The BOEM specimens are housed in an immense plain building in the Maryland suburbs of D.C. containing the Smithsonian’s Invertebrate Zoology Department, or IZ.  IZ currently holds 50 million specimens. The BOEM collection alone, amassed over 38 years, contains more than 280,000 specimen lots collected from all four U.S outer continental shelf regions as part of the bureau’s Environmental Studies Program. 

“I appreciate the opportunity to study deep-sea environments as part of our agency’s responsibility for offshore oil, gas and renewable energy leasing. Few people in the world get to see this underwater environment,” says Boland.  “And who could have imagined when we (BOEM and its predecessors) sent our first specimens to the Smithsonian for cataloging decades ago that someday they would be part of the Global Genome Initiative?” he asks.  

A pinkish orange worm that lives deep in the ocean
This ice worm, discovered in 1997, was living on exposed frozen methane hydrate at a depth of 1,800 ft. The specimen is among those on display at the Natural History Museum, titled “Objects of Wonder,” open to the public until 2019. Photo by Greg Boland, BOEM.

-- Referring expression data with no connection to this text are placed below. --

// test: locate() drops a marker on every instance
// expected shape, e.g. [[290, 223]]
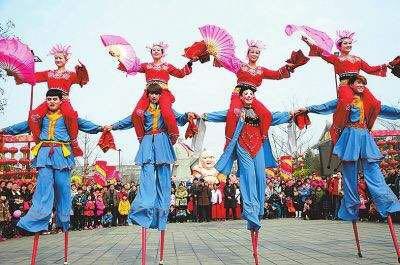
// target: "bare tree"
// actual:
[[288, 139], [6, 30]]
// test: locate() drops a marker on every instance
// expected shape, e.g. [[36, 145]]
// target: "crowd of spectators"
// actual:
[[194, 201]]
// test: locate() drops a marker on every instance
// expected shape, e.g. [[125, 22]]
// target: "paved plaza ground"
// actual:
[[284, 241]]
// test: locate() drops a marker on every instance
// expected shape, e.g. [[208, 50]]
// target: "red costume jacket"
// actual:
[[160, 74], [163, 71], [346, 67], [62, 81]]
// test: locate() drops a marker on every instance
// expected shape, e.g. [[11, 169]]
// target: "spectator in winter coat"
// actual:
[[88, 212], [100, 207], [123, 208]]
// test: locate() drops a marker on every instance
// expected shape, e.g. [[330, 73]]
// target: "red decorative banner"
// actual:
[[23, 138]]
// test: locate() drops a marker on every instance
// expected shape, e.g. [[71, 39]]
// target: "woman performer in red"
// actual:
[[346, 66], [158, 72], [251, 75], [60, 79]]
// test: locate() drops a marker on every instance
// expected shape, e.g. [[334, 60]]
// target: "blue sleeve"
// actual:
[[280, 118], [390, 113], [88, 126], [325, 108], [181, 119], [216, 116], [123, 124], [18, 128]]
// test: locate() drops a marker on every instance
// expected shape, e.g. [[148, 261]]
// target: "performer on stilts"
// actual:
[[54, 159], [250, 74], [61, 79], [352, 122], [347, 66], [157, 72], [155, 156], [253, 154]]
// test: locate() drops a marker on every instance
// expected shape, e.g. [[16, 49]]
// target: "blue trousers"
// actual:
[[385, 200], [151, 205], [252, 178], [53, 186]]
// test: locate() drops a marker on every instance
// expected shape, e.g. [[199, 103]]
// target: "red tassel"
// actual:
[[162, 237], [66, 247], [394, 237], [144, 245], [355, 230], [35, 249]]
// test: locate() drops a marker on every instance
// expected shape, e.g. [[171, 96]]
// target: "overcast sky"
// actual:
[[111, 96]]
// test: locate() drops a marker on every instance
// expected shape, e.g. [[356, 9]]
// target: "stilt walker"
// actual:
[[53, 158], [220, 45], [346, 66], [155, 156], [61, 79], [253, 154], [353, 120], [158, 72]]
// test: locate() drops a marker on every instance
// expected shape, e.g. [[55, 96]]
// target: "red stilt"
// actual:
[[256, 247], [162, 236], [35, 249], [394, 237], [65, 247], [254, 243], [144, 237], [355, 230]]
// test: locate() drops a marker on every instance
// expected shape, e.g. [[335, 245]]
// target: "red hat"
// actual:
[[302, 120], [106, 141]]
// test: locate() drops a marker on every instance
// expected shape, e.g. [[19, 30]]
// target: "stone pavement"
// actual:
[[284, 241]]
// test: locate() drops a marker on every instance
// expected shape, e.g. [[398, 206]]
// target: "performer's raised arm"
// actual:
[[215, 116], [325, 108], [390, 113], [180, 73], [280, 118], [123, 124], [89, 127]]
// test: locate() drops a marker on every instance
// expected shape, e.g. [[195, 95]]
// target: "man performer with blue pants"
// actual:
[[54, 160], [155, 155], [354, 116], [253, 154]]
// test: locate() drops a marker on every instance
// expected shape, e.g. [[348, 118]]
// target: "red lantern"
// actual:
[[25, 149], [12, 161], [24, 161], [13, 150]]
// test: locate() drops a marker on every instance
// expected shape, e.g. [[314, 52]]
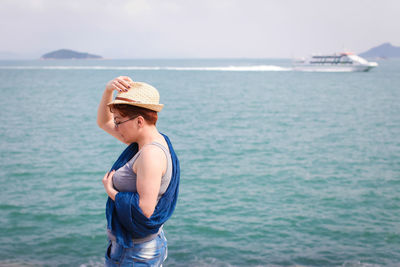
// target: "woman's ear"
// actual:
[[140, 121]]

Under that initiative, BOEM is one of 11 organizations partnering with the Smithsonian, universities, research centers, government agencies, industry, and museums from around the globe to capture and  understand the genomic biodiversity of life on Earth and preserve it for the future in biorepositories worldwide.

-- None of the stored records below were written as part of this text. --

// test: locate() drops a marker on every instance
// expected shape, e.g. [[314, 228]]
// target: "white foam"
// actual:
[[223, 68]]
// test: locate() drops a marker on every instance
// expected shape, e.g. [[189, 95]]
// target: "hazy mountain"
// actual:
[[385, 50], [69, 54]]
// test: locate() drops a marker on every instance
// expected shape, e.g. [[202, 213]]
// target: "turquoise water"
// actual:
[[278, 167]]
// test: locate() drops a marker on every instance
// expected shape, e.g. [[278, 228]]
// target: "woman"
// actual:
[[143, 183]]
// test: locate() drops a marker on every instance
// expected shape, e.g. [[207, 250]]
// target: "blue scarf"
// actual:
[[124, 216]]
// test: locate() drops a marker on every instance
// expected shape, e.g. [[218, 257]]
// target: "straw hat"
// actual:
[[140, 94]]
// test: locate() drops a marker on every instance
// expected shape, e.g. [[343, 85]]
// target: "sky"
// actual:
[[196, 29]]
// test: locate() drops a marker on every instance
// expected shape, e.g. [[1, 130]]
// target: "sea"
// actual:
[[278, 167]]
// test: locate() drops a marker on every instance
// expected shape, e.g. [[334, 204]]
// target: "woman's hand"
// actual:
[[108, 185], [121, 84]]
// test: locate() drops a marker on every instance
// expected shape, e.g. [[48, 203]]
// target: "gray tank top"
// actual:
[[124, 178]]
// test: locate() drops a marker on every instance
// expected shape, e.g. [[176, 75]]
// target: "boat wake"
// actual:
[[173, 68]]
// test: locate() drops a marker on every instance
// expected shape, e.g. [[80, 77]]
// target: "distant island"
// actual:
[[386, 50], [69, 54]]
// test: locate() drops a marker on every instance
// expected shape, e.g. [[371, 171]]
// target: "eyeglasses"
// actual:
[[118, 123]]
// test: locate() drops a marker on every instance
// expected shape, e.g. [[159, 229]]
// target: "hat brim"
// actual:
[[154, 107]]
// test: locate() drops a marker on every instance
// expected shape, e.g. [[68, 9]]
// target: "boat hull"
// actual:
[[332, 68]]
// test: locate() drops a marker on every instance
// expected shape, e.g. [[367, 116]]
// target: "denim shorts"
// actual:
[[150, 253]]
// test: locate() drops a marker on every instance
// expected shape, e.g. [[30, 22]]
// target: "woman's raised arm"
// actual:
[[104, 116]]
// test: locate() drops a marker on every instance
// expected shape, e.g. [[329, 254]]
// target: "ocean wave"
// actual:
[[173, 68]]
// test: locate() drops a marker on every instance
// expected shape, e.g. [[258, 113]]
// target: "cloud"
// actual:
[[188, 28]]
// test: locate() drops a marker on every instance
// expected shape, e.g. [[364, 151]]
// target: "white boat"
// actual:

Today, most invertebrate specimens are preserved in jars, freezers or large tanks. But one day, many will be  represented by their unique DNA bar code. The Smithsonian aims to capture DNA bar code for at least one species out of each of the planet's 10,000 taxonomic families by 2020. The ice worm specimen is among those on display at the Smithsonian Natural History Museum in Washington, D.C., titled “Objects of Wonder,” open to the public until 2019.